Hec looked surprised and uncomfortable, and Cotton looked something I couldn’t see, for I wasn’t looking at him. I could hear him, though, and I heard him make a little wet smacking sound with his lips that seemed to have in it a quality of satisfaction.
“Why didn’t you say so before?” Cotton said.
“You didn’t ask me,” I said.
“It’s your duty to tell something like that to the police without being asked,” Cotton said.
“That’s right, Gid,” Hec said. “You know it is. You should have told Cotton. Why didn’t you?”
“That should be obvious,” I said. “I wanted to avoid being suspected of killing someone I didn’t.”
“I don’t know that you’re suspected of killing anyone yet,” Hec said.
“As for me,” Cotton said, “I don’t know that he isn’t.”
“That’s what I thought,” I said.
“You’d better tell us why you went there and what you did there,” Hec said.
“I’ll be happy to,” I said. “I went there to met Beth at her request, but I didn’t meet her because she was dead.”
“Why didn’t you report her death to the police?” Cotton said.
“I didn’t report it because I didn’t know it.”
“You mean to say she might have been dead in that old bandstand all the time you were there and you didn’t even see her?”

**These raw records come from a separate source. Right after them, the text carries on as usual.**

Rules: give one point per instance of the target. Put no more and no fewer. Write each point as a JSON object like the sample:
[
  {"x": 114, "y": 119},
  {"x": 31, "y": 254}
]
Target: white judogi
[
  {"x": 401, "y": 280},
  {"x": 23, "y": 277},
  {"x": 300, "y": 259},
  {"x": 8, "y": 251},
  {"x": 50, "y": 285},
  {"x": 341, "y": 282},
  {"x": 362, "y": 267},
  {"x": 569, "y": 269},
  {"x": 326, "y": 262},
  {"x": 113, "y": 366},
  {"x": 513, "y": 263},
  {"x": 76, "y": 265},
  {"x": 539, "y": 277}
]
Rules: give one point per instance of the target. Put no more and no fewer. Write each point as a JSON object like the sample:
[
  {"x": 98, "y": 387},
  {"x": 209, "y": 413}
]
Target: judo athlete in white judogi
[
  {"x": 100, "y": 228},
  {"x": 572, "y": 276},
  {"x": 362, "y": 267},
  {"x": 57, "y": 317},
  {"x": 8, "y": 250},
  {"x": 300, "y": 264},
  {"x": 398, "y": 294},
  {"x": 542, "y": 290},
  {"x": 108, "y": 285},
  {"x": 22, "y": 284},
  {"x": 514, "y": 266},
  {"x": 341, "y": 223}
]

Having considered my answer carefully for a split second, I retreated to Sid’s prepared position.
“I mean to say,” I said.
“What I can’t figure out,” Hec said, “is why you agreed to meet her in Dreamer’s Park at night. There doesn’t seem to me to be any good reason for it.”
“As for me,” Cotton said, “I can think of two good reasons, and the other one’s murder.”
“You aren’t even half right,” I said. “Dreamer’s Park is a place of sentiment, and we were going to say good-by, and it seemed appropriate to say it in a sentimental place. Besides, I had been listening to cicadas and drinking gin.”